Quelle est la ligne voulue par votre république ? Votre politique régionale à court, moyen et long terme ? Comment envisagez-vous l’avenir, comment estimez-vous que la lutte internationale doive s’organiser ?
— Comme vous le savez, expliqua le chiffre, votre mouvement s’intègre dans une dynamique déjà en cours. Le mouvement international, fermement organisé, suit déjà un certain axe, nous sommes curieux de voir s’il coïncide avec ce que vous-même envisagez.
— Enfin, conclus Meredith, il va nous falloir parler de la région et de ce qui s’est passé avec Sylva et — potentiellement — avec d’autres pays tels que la première puissance militaire mondiale, dont vous avez piqué la curiosité, selon les rapports à notre disposition. »
Elle laissa s’écouler un silence qu’elle passa à siroter une gorgée de thé. Elle reposa la tasse avec un soupir satisfait, puis posa son regard sur son invitée, lui souriant.
« Ce qui est plutôt dommageable, » précisa-t-elle enfin.
Meredith l’avait immédiatement prévenue des décisions du Comité de Volonté Public, et elle les avait approuvées aussi vivement que son caractère discret le lui permettait. La reconnaissance de la nation se ferait en début de cérémonie. La reconnaissance du gouvernement se ferait en fin de rencontre et selon le résultat des échanges. Ainsi, on pourrait moduler le message envoyé au reste du monde selon la propension des invités à se montrer ou non ouverts aux réalités concrètes de la situation. Une décision qui avait beaucoup déçu Rai, qui avait ensuite passé une journée avec Actée. Les deux citoyennes étaient bonnes amies, toutes deux rattachées aux tendances radicales quoi que pour des raisons différentes. Leur amitié était d’ailleurs d’un genre bizarre tant leur caractère et façon de faire semblaient les séparer. Pour autant, elle était de celles qui faisaient a politique du pays, et que les historiens observeraient sans doute avec une certaine circonspection.
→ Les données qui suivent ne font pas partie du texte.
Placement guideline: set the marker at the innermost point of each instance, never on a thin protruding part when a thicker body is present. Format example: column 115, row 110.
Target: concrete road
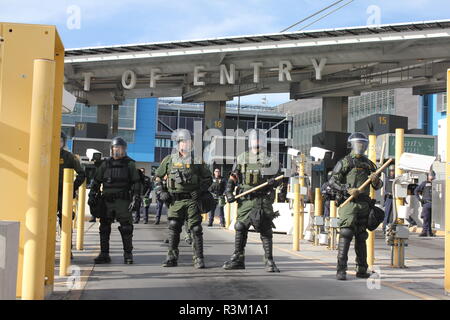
column 307, row 274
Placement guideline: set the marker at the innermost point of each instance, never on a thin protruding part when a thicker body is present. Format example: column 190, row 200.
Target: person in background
column 68, row 160
column 424, row 195
column 146, row 189
column 217, row 189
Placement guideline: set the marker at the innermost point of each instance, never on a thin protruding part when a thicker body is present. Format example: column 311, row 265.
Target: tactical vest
column 427, row 192
column 358, row 171
column 182, row 177
column 252, row 173
column 117, row 174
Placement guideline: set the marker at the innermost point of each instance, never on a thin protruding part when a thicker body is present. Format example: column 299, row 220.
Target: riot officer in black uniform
column 121, row 190
column 424, row 190
column 68, row 161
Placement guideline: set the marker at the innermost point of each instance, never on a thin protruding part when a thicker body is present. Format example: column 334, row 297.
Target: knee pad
column 126, row 228
column 346, row 233
column 362, row 236
column 175, row 224
column 105, row 226
column 267, row 233
column 239, row 226
column 197, row 229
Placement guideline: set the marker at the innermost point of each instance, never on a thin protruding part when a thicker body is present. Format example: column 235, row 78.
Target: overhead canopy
column 332, row 62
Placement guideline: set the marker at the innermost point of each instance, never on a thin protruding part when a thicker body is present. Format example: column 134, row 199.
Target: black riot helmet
column 358, row 142
column 184, row 135
column 181, row 135
column 63, row 139
column 118, row 148
column 257, row 139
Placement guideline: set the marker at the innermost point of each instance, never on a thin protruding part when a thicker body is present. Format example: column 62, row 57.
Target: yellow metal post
column 399, row 149
column 318, row 207
column 21, row 45
column 447, row 198
column 333, row 215
column 66, row 232
column 38, row 180
column 296, row 224
column 227, row 215
column 80, row 215
column 371, row 239
column 302, row 185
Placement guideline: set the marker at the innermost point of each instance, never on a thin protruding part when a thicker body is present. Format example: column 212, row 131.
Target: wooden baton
column 365, row 184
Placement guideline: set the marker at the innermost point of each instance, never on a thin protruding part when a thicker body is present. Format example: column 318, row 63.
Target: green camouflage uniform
column 351, row 172
column 186, row 181
column 255, row 208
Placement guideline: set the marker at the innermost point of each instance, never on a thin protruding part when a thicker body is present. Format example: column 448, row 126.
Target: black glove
column 134, row 203
column 195, row 195
column 230, row 197
column 271, row 182
column 164, row 196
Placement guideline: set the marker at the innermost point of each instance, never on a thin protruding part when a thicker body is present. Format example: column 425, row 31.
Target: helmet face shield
column 182, row 138
column 359, row 147
column 358, row 142
column 118, row 151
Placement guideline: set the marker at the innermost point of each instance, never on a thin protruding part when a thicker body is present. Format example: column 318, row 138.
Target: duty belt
column 181, row 196
column 255, row 195
column 111, row 197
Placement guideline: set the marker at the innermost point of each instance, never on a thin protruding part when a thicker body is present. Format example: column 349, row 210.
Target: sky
column 86, row 23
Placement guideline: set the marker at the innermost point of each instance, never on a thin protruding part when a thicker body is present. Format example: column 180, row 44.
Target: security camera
column 412, row 162
column 318, row 153
column 93, row 154
column 69, row 101
column 293, row 152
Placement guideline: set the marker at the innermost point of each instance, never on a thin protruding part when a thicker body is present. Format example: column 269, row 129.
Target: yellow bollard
column 302, row 185
column 66, row 232
column 447, row 200
column 399, row 149
column 296, row 232
column 227, row 215
column 80, row 216
column 333, row 215
column 371, row 239
column 35, row 236
column 318, row 207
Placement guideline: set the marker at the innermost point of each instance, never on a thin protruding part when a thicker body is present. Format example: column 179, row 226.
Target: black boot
column 174, row 240
column 105, row 231
column 237, row 260
column 266, row 239
column 197, row 246
column 345, row 239
column 361, row 255
column 126, row 231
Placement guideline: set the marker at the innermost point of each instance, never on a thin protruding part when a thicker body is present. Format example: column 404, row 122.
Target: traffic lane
column 146, row 279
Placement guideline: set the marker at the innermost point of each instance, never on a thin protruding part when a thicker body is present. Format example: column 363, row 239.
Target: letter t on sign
column 319, row 67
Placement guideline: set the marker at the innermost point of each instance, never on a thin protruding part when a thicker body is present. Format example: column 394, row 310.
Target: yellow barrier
column 38, row 180
column 80, row 216
column 318, row 207
column 371, row 239
column 66, row 230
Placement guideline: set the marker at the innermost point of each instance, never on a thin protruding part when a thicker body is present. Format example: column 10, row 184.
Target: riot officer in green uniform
column 348, row 175
column 187, row 180
column 250, row 170
column 68, row 161
column 121, row 190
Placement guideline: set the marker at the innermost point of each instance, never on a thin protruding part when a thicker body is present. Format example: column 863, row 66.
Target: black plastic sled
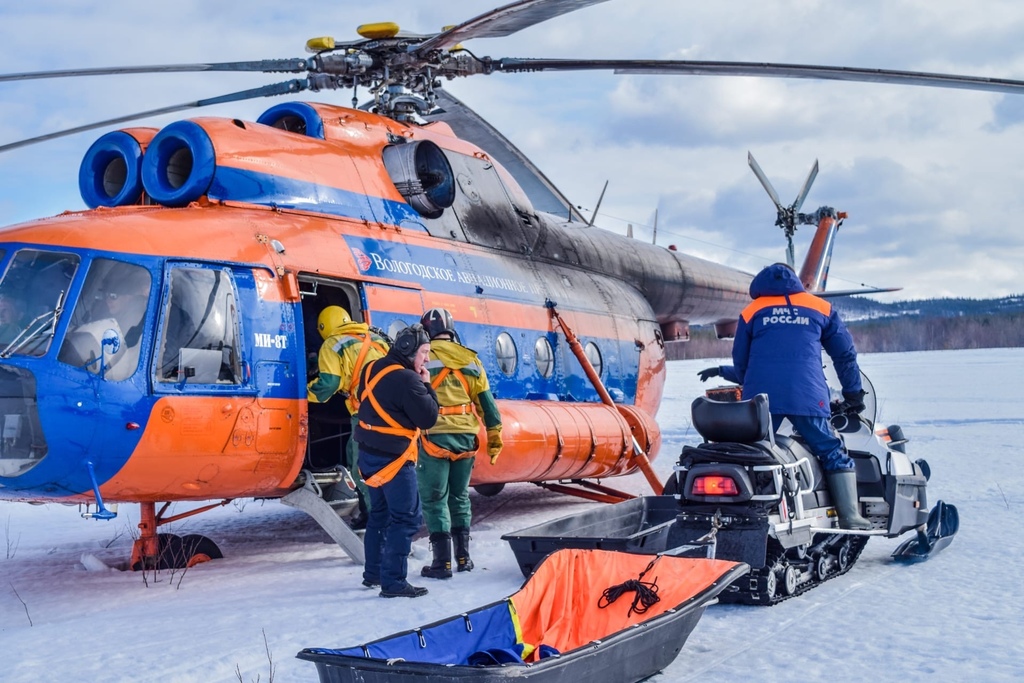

« Et donc, ça risque de tourner au désastre, » avait été tout ce que Rai avait souhaitée dire sur la rencontre à venir. Un commentaire auquel Actée cru bon d’ajouter, mais intérieurement et pour elle-même, que le désastre des uns pouvait être l’opportunité des autres. Sa doxa était peut-être un peu plus impérialiste que celle de sa camarade, dont le cynisme mythique arrivait mal à cacher une sincérité révolutionnaire touchante.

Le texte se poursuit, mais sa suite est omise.